Indeed, the Trump tax plan seems perfectly designed to exacerbate rising income inequality and stagnant middle class wages. Simply put, under Trump’s plan if a single adult construction worker making, say, $60,000 got a $5,000 Christmas bonus from his employer, he would pay at least a 20% tax on that bonus. Yet, under Trump, a successful hedge fund manager who nets a cool $5 million end-of-year bonus would actually pay a lower 15% rate on it. And note the well-off investment professional would be paying less on his bonus that the middle-class worker not because of complex tax avoidance, but because that is the unambiguous design of Donald Trump’s tax plan: It specifically set a higher tax rate for a single adult making over around $55,000 than for someone making millions per year in business income.

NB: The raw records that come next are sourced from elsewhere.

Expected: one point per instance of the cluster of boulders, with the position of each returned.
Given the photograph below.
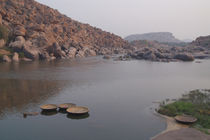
(41, 33)
(154, 51)
(38, 32)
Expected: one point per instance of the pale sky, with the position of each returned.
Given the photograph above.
(186, 19)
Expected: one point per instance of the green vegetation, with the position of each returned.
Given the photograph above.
(21, 54)
(196, 103)
(4, 33)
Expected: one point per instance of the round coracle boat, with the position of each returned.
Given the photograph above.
(78, 110)
(49, 107)
(66, 105)
(185, 119)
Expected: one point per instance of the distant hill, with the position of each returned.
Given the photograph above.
(187, 40)
(203, 41)
(163, 37)
(40, 32)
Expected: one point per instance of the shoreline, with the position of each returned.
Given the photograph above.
(171, 125)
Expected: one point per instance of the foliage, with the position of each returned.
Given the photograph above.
(21, 54)
(196, 103)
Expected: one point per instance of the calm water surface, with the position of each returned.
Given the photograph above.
(118, 94)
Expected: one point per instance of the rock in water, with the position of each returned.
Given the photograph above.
(2, 43)
(184, 57)
(15, 57)
(6, 59)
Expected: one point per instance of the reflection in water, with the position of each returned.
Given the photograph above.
(18, 94)
(78, 117)
(49, 113)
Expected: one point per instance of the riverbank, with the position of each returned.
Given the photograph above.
(194, 104)
(179, 131)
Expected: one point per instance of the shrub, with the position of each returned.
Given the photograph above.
(21, 54)
(196, 103)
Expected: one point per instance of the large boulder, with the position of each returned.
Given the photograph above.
(149, 56)
(17, 45)
(19, 31)
(80, 54)
(2, 43)
(0, 19)
(44, 55)
(15, 57)
(72, 52)
(30, 51)
(89, 52)
(55, 49)
(184, 57)
(6, 59)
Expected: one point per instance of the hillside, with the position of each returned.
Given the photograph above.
(38, 32)
(203, 41)
(165, 37)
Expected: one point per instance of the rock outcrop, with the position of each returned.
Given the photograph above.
(15, 57)
(156, 36)
(203, 41)
(41, 32)
(155, 51)
(6, 58)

“The Trump tax plan seems perfectly designed to exacerbate rising income inequality and stagnant middle class wages.”

Finally, at a time when there is more and more focus on not just unacceptable income inequality but disturbing degrees of wealth inequality, the Trump plan might as well be dubbed the Downton Abbey tax cut. Trump would completely eliminate the estate tax even for our nation’s largest fortunes while maintaining the stepped-up basis for capital gains, meaning that families with vast fortunes could permanently avoid paying taxes on huge amounts of wealth that they amassed simply by passing on to heir heirs stocks, real estate, and other assets whose values had risen significantly. So for example, a billionaire real estate tycoon could turn over vast fortunes of assets to his children that had increased in value by hundreds of millions of dollars with absolutely no one ever paying a penny of taxes. Far more successful and civic-minded billionaires like Bill Gates and Warren Buffett have railed against even the status quo estate tax regime as inconsistent with American values. This goes disturbingly further.

Just last month, when criticized for the massive debt increase and unfairness of his tax plan, Trump nixed an effort by some outside advisors to alter what is his most detailed economic proposal so far. So, despite his tax plan being at complete odds with his rhetoric, as we have seen in some of his private dealings, Mr. Trump clearly thinks false advertising is a better solution than actually fixing the problematic substance of his offerings.